SC: Petitioner suffered no gap in his public service while the temporary restraining
order was in effect. The nature of a temporary restraining order which would have
the effect of preventing a public officer from discharging his office is provisional
until a preliminary injunction is issued by the court hearing the case. Because of its
temporary character, it would not have the effect of divesting such officer of the
public character of his office.

With respect to the second and third charges against the petitioner, the 4th
Division of the Court of Appeals agreed with the findings of the OMBMOLEO.

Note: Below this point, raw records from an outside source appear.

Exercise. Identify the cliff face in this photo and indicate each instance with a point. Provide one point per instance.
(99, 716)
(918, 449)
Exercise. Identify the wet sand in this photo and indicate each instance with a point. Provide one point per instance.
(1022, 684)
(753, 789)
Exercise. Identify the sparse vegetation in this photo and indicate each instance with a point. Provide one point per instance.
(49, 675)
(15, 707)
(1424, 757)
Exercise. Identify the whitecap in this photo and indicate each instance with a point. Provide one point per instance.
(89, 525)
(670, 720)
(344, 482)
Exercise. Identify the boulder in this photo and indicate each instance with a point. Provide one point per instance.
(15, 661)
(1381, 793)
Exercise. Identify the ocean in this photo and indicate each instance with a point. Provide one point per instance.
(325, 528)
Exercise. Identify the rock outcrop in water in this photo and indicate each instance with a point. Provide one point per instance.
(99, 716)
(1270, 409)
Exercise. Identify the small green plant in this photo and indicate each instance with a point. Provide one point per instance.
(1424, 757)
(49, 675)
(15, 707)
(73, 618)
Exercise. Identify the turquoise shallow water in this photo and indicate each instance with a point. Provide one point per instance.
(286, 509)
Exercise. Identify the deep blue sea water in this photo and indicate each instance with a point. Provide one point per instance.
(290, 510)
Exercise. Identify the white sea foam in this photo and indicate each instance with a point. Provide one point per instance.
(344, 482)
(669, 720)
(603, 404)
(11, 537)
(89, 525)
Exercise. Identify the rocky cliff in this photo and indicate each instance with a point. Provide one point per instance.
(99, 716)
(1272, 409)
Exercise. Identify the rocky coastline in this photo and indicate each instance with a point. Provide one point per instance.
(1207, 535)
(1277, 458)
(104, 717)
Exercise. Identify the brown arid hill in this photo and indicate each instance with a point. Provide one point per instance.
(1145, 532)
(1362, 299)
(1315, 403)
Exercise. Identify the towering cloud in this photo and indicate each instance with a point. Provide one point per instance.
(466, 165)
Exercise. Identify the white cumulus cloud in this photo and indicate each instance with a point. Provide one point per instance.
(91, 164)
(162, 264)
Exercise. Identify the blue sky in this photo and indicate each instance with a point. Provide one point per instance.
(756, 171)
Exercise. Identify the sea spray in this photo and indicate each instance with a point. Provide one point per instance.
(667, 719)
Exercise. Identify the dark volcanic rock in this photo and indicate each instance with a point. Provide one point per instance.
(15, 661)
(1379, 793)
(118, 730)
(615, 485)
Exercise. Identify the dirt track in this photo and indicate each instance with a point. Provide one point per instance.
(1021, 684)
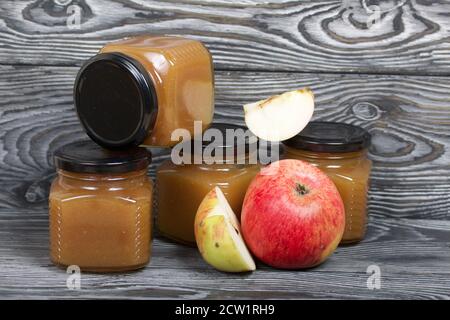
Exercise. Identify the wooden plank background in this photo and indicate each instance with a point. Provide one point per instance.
(391, 78)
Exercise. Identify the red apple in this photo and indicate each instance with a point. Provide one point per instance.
(293, 216)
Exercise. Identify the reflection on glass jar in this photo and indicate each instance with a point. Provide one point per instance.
(180, 188)
(100, 208)
(340, 150)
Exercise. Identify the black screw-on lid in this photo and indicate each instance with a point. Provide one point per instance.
(319, 136)
(115, 100)
(88, 157)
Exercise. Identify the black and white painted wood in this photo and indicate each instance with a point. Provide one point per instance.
(409, 36)
(391, 78)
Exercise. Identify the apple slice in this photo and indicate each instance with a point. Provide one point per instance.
(218, 235)
(280, 117)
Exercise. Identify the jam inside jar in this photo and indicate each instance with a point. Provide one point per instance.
(100, 208)
(140, 89)
(340, 150)
(180, 188)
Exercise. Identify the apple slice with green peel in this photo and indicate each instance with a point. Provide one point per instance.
(218, 235)
(281, 117)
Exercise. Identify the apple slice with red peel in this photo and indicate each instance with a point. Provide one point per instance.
(281, 117)
(218, 235)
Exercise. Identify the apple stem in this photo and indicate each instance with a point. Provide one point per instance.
(301, 189)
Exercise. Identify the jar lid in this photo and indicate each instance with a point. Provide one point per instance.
(115, 100)
(320, 136)
(88, 157)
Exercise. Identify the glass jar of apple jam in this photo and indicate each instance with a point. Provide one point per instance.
(340, 150)
(100, 208)
(180, 188)
(138, 90)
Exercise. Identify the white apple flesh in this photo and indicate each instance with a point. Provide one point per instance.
(281, 117)
(218, 235)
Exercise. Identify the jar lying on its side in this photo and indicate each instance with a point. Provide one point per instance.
(139, 90)
(180, 188)
(100, 208)
(340, 150)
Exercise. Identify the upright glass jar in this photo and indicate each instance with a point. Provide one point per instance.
(139, 90)
(340, 150)
(180, 188)
(100, 208)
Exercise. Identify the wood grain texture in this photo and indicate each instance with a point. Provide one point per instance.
(407, 116)
(413, 256)
(408, 36)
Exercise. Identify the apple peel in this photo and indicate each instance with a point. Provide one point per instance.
(218, 235)
(280, 117)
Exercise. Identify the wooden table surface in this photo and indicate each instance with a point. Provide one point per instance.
(391, 77)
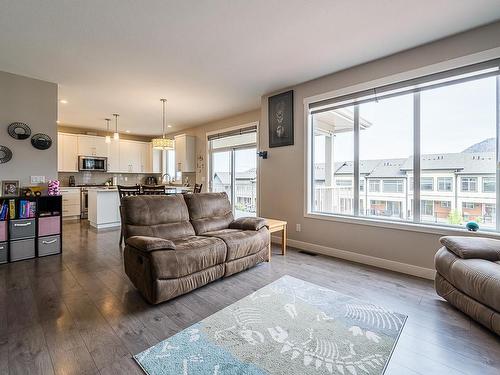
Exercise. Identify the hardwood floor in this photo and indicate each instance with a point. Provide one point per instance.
(79, 314)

The petitioner utterly failed to show that the factual findings of the respondent,
affirmed by the appellate court, were attended with arbitrariness or abuse. The
Matillano letter-complaint as well as its supporting affidavits made clear
allegations under oath that petitioner recommended his brother-in-law, Ariel
Manongdo, for employment with Cactus Cargoes Systems, Inc. (CCSI), a customs
brokerage firm which necessarily deals on a regular basis with petitioner's office.
Further, the Matillano letter-complaint also categorically asserted that petitioner
traveled to Hongkong without obtaining the proper clearance. These allegations
under oath constitute substantial evidence required in administrative proceedings.